Zelensky parla. Non fa che parlare, rilasciare dichiarazioni, lanciare proclami…
I DELIRI DI ZELENSKY E LA REALTÀ
Andrea Marcigliano
Zelensky parla. Non fa che parlare, rilasciare dichiarazioni, lanciare proclami…
E promesse, soprattutto. Promette infatti ottocentomila uomini in armi alla NATO. Se questa, naturalmente, accoglierà la “sua” Ucraina, salvandola dalla rapacità moscovita.
Ovvero… salvando la sua pelle. Che è, poi, l’unica cosa che gli importi davvero. La pelle, e le enormi fortune che ha nascosto all’estero.
Non gli importa nulla, invece, degli ucraini. Giovani e meno giovani che sta, spesso forzatamente, mandando al massacro. In una guerra lenta, estenuante, ma senza speranza. Perché i russi avanzano, occupando territorio. Ormai di fatto padroni di tutto il Donbass. E pronti a prendere la stessa Kiev. Se Putin, dal Cremlino, deciderà che è venuto il momento.
Ed è questo l’unico enigma. Perché è evidente a tutti – tranne, forse, politici e stampa italiana in palese malafede – che Mosca ha ormai vinto.
Ed è palese ad ogni analista onesto – ne esistono ancora, per fortuna – che Trump ha, ormai, abbandonato l’Ucraina di Zelensky al suo destino.
Non vi è alcun bisogno che lo dica apertamente. Anzi, non lo dirà mai. Ma di fatto ha tagliato soldi e rifornimenti al piccolo gaulaiter di Kiev. Abbandonandolo al suo destino.
E i proclami di Zelensky sono, palesemente, prodotto di follia e disperazione.

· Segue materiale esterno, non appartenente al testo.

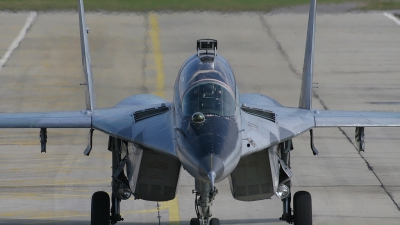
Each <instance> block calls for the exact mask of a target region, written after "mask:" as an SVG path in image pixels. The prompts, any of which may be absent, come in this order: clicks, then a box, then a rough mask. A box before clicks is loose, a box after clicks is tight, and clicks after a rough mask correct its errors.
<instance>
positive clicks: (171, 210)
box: [136, 13, 180, 225]
mask: <svg viewBox="0 0 400 225" xmlns="http://www.w3.org/2000/svg"><path fill="white" fill-rule="evenodd" d="M149 23H150V31H149V32H150V37H151V41H152V44H153V55H154V61H155V63H156V71H157V89H156V95H158V96H160V97H163V98H165V92H164V83H165V75H164V61H163V56H162V53H161V50H160V28H159V26H158V21H157V16H156V15H155V14H152V13H150V14H149ZM164 207H167V208H168V211H169V222H170V224H173V225H179V224H180V217H179V204H178V196H176V197H175V199H173V200H171V201H168V202H166V203H161V206H160V209H159V210H160V211H161V210H164ZM154 210H155V211H154ZM146 212H157V209H150V210H141V211H140V212H136V213H146Z"/></svg>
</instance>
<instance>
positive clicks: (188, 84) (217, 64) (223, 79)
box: [179, 55, 236, 98]
mask: <svg viewBox="0 0 400 225" xmlns="http://www.w3.org/2000/svg"><path fill="white" fill-rule="evenodd" d="M204 79H214V80H218V81H220V82H222V83H223V84H225V85H226V87H227V88H228V89H230V90H231V91H232V93H234V95H233V96H234V98H236V96H235V93H236V82H235V77H234V75H233V72H232V69H231V67H230V65H229V64H228V62H227V61H226V60H225V59H224V58H223V57H222V56H220V55H217V56H215V57H213V58H212V59H211V60H208V58H207V57H201V56H198V55H192V56H191V57H189V58H188V59H187V60H186V62H185V63H184V64H183V66H182V68H181V70H180V72H179V95H180V97H181V98H182V97H183V95H184V93H185V92H186V91H187V90H188V89H189V88H191V87H192V85H194V84H196V83H199V82H201V81H202V80H204Z"/></svg>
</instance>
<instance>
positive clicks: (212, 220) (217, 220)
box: [210, 218, 219, 225]
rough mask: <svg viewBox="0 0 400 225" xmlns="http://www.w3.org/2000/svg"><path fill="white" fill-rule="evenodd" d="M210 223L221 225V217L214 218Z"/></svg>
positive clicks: (213, 224) (210, 220) (210, 223)
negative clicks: (219, 219)
mask: <svg viewBox="0 0 400 225" xmlns="http://www.w3.org/2000/svg"><path fill="white" fill-rule="evenodd" d="M210 225H219V219H218V218H212V219H211V220H210Z"/></svg>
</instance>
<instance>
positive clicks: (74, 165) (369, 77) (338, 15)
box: [0, 12, 400, 225]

Ottocentomila uomini? E dove pensa di trovarli? Con ogni probabilità, Zelensky ne ha perduti, mandandoli inutilmente al macello, già quasi altrettanti. Ora sta, nella disperazione, grattando il fondo della botte. Ma delira, vantando una forza militare di cui non dispone. E lo sanno tutti. In primo luogo, americani ed europei.
L’Ucraina, da un punto di vista militare, è alla frutta. O peggio. E il, cosiddetto, “fronte interno” completamente allo sbando.
Il destino del paese appare, ormai, segnato.
Certo, molto dipenderà dagli accordi, per ora segreti, fra Trump e Putin. E questo deciderà se l’Ucraina tornerà a sparire dalla carta geografica. Redistribuita fra Russia, Polonia, Ungheria ed altri.
O se resterà in piedi, come cuscinetto fra Oriente russo e Occidente americano. Senza più, naturalmente, il Donbass. E senza alcuna possibilità di decidere il suo destino.
A questo l’ha portata non la rapacità di Mosca, bensì il folle servilismo del comico divenuto presidente a Kiev.